Insgesamt verfügt der Verein nun über sechs ausgebildete Transplantationsbegleiter. So besteht auch die Möglichkeit, an anderen Transplantationszentren zu agieren. Es bieten sich da z. B. Gießen, Essen, Berlin, Hannover, Osnabrück und Hamburg an. Unsere Transplantationsbegleiter sollen bei Bedarf weiterhin von unserem Supervisor Herrn Voigtmann betreut werden. Bei so einer schwierigen Aufgabe ist es ganz wichtig, dass man das anbietet.
Am 25.04.2008 fanden dann endlich der Kursabschluss und die Zertikatsübergabe durch Frau Grimm von der Evangelischen Erwachsenenbildung und Herrn Meilwes von der Katholischen Erwachsenenbildung statt. Es war doch recht anstrengend, wenn man bedenkt, dass der Kurs am 19. Oktober 2007 begann und jeden Freitag von 16 bis 19 Uhr stattfand. Supervisor Herr Voigtmann, der die Teilnehmer während der Ausbildung begleitete, bedankte sich bei allen für die gute Zusammenarbeit. Es war das erste Mal, dass in dieser Art eine Fortbildung angeboten wurde. Die Idee dazu kam von der Transplantationsbegleitung e.V. und wurde anfangs sehr kritisch aufgenommen und durchleuchtet. Nach gewissen Anlaufschwierigkeiten gelang es dem Verein die Erwachsenenbildung der evangelischen und katholischen Kirchen sowie die MHH davon zu überzeugen. So wurden auf der letzten Tagung noch einmal Verbesserungsvorschläge von allen Teilnehmern für den Kurs gemacht und auch besprochen, was wichtig ist und was man eventuell weglassen könnte. Alles in allem blickten die Teilnehmer auf eine gelungene Ausbildung zurück.
Zu einem späteren Zeitpunkt sollten die Teilnehmer in der Medizinischen Hochschule auf den einzelnen Stationen bekannt gemacht werden, damit sie den Patienten und dem Personal zur Seite stehen können, wenn sie gerufen und gebraucht werden. Mittlerweile hat es auch stattgefunden. Alle Transplantationsbegleiter sind in der MHH Hannover bekannt gemacht worden und jede Station verfügt über die Namen und Adressen. Wir werden jetzt auf Anruf bestellt vom Pflegepersonal oder den Ärzten auf den einzelnen Stationen, die mit Transplantation zu tun haben.

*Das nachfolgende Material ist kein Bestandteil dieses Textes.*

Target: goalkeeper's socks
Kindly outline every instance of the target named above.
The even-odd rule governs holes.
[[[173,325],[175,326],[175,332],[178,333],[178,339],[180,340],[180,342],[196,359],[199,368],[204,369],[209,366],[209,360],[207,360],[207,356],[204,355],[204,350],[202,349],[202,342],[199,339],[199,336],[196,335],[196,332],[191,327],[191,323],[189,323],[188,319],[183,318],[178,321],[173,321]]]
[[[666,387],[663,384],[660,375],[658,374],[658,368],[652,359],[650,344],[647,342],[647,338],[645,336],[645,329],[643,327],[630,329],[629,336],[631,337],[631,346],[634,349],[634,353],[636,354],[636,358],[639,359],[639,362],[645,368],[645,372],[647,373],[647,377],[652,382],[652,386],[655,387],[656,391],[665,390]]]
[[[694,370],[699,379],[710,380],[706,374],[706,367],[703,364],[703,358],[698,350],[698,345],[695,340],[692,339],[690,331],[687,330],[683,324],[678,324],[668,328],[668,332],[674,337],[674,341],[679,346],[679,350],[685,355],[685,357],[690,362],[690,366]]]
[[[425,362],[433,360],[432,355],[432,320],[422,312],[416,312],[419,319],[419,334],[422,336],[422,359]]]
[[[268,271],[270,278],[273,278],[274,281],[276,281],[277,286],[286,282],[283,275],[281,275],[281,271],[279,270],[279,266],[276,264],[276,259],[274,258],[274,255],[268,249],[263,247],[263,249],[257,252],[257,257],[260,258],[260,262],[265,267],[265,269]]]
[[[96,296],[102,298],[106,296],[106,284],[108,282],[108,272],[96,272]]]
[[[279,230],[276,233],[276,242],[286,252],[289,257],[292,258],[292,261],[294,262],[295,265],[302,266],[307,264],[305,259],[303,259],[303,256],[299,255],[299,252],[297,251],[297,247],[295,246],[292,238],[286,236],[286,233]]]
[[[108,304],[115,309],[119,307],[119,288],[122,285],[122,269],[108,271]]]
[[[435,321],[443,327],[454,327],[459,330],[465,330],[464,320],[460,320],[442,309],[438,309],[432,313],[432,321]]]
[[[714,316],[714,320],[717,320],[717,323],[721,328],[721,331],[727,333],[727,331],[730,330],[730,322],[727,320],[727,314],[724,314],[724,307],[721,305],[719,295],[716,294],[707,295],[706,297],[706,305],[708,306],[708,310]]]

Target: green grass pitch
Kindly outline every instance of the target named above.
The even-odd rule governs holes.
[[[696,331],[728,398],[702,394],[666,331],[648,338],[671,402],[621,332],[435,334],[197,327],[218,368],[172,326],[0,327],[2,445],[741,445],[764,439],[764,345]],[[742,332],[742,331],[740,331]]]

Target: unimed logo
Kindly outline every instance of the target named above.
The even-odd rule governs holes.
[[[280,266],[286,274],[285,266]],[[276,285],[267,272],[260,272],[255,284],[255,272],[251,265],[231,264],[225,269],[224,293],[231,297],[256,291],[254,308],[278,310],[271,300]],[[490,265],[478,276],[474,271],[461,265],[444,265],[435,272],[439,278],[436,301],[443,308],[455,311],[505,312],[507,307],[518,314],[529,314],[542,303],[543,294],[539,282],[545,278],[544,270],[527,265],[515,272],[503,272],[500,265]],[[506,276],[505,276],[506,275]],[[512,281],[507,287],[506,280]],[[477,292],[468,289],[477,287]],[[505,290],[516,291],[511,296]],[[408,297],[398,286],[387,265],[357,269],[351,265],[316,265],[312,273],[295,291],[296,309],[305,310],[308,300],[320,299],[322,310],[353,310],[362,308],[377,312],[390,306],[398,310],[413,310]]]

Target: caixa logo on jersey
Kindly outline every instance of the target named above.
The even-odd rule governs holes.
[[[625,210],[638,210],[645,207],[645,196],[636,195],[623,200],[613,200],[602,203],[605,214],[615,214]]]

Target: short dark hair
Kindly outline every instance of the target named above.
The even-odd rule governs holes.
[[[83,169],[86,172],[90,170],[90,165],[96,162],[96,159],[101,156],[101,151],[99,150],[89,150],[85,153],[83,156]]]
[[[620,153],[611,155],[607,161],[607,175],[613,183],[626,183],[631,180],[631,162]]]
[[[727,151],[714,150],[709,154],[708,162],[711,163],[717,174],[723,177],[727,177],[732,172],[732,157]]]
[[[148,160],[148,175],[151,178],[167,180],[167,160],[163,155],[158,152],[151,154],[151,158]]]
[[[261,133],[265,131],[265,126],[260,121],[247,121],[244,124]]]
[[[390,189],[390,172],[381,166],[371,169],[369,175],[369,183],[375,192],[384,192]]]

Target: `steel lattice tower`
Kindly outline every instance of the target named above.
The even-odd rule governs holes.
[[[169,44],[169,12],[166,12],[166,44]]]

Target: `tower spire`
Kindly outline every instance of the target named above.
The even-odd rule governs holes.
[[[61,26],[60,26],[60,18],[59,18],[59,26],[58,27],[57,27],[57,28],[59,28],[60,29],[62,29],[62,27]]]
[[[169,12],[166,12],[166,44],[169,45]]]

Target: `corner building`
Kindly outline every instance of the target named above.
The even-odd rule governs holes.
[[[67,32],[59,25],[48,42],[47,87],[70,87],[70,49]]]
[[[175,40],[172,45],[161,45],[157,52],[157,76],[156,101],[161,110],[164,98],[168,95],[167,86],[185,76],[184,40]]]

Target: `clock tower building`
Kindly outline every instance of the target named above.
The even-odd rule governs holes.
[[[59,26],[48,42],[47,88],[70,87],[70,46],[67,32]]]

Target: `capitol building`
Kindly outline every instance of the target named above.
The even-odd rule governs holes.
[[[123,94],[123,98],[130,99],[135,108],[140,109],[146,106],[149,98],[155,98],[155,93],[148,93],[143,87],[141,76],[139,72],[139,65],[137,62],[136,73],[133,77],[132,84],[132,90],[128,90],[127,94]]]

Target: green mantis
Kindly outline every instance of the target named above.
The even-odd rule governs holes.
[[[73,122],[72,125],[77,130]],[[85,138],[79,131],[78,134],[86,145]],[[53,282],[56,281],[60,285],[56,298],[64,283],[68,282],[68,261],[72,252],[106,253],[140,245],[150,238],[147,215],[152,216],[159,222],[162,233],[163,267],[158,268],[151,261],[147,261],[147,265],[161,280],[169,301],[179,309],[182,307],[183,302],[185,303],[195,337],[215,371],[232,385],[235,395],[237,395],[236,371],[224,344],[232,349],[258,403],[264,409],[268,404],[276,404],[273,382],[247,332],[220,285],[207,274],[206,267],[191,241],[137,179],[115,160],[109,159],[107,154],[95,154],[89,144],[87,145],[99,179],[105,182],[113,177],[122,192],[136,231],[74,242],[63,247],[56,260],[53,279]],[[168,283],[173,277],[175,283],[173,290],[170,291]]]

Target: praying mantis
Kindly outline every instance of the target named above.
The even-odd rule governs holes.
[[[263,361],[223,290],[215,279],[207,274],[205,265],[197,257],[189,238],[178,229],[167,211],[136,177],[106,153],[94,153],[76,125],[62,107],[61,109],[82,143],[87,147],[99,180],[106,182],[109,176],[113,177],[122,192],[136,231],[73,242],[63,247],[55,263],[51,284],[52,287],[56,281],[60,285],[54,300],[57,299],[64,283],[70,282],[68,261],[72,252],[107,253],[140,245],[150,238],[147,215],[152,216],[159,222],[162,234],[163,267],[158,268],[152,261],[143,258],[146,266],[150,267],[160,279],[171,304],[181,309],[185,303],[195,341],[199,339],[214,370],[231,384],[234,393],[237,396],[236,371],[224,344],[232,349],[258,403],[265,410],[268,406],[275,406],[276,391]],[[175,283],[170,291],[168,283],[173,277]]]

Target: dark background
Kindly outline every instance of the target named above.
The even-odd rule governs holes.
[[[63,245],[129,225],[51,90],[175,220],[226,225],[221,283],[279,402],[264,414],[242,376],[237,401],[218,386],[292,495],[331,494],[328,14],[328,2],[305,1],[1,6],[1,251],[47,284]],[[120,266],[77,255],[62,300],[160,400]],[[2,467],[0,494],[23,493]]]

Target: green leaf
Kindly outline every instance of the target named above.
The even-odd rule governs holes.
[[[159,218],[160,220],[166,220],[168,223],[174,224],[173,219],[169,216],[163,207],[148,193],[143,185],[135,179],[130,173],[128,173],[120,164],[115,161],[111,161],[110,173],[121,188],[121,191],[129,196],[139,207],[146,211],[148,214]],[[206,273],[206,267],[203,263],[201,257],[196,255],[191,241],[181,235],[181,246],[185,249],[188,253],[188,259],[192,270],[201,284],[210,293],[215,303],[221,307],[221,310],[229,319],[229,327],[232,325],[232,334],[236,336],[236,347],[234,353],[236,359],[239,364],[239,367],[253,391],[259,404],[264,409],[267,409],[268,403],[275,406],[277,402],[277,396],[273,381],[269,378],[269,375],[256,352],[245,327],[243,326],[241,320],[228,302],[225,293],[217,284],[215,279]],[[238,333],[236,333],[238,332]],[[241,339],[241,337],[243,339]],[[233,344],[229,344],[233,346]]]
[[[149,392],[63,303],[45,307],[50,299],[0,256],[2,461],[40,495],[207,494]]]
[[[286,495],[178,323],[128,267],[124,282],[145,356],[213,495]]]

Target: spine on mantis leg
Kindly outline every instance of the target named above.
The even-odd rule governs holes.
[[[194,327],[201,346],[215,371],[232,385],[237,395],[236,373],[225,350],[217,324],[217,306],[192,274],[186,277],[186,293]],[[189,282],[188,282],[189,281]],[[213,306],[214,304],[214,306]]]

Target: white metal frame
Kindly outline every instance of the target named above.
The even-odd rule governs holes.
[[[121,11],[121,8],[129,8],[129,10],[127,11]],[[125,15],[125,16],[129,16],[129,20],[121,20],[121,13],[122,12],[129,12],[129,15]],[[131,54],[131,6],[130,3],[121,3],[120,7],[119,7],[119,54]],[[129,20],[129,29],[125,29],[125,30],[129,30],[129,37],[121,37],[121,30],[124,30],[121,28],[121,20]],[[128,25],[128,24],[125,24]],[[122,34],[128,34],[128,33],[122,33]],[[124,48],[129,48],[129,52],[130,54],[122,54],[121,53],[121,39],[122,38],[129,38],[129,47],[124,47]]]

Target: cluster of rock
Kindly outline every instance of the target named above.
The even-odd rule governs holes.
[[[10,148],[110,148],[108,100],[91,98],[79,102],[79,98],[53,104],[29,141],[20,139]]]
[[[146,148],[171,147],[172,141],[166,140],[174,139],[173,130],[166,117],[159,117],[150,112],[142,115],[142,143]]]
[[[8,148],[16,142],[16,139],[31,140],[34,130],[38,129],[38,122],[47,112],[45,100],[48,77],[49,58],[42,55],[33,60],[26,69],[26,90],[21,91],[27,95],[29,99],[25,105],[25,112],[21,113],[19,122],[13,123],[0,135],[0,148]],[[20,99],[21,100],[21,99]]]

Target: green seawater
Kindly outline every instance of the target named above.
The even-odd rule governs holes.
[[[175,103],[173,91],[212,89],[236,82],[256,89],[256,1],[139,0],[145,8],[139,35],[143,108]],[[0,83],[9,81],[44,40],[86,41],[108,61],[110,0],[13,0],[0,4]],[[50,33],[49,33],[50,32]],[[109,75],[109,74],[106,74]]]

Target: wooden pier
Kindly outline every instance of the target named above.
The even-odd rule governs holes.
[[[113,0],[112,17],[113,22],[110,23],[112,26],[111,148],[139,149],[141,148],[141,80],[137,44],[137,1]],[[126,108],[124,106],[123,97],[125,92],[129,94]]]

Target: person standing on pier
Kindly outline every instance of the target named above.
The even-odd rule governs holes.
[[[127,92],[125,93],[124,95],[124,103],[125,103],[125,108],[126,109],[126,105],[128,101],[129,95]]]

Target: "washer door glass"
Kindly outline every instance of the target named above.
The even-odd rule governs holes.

Wir freuen uns auf eine lange und gute Zusammenarbeit und möchten uns bei allen Beteiligten recht herzlich für die Unterstützung dieses Projektes bedanken. Es ist eine gute Sache und sollte Schule machen. Der kritische Punkt ist immer noch die ehrenamtliche Arbeit, da so ein Kurs nicht ganz billig ist und aus eigener Tasche finanziert werden muss.